Overall, this is a clear case of reliability to trust the output of an LLM and the entire point of the contrary is that for every 'correct' diagnosis made by the LLM, there are incorrect and vacuous responses which on top of its non-deterministic outputs comes with its lack of transparent explainability other than repeating on what it has been trained on to convince lesser expert users.
> So how does one anecdotal point show that ChatGPT is more reliable than human doctors? If that is not the point to these celebrations, mentions, etc that both of you are doing then I can assume that it is far from the case then, unless you have a direct answer to that question?
No one is saying chatGPT is more reliable then Doctors. Please keep this discussion grounded in reality.
> So how does one anecdotal point show that ChatGPT is more reliable than human doctors? If that is not the point to these celebrations, mentions, etc that both of you are doing then I can assume that it is far from the case then, unless you have a direct answer to that question?
It doesn't. It shows chatGPT beating 17 doctors in this case. That has NOTHING to do with reliability and that assumption is a big leap of logic you, and only you, are making.
> So obviously as expected you still need human doctors regardless, as LLMs are opaque black-boxes which have a lack of transparent reasoning with unpredictable outputs. Thus how does that mean it can be used for medical advice or not?
Yes, of course. That doesn't mean chatGPT couldn't be incorporated into doctors work flow and provide tangible value. No one is saying chatGPT should replace doctors.
Stop arguing against made up air castles. You are only fooling yourself.
Biased to what? You gave ONE study with a very small sample size of 30, which is a far cry of the 1,000 sample size you suggested? It is weak evidence and can be dismissed.

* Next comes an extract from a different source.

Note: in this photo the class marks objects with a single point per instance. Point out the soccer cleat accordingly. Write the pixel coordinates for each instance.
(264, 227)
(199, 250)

That hardly means that the next study which another group attempts to reproduce is conclusive 'evidence' that it is more reliable than doctors.
> 17 doctors who couldn't diagnose a simple issue for 10 years is a demonstration of total unreliability.
So this ONE anecdote immediately means that ChatGPT is far more reliable than human doctors and can be used for medical advice? How many cases are there when ChatGPT gets its response incorrect out of 1,000 cases?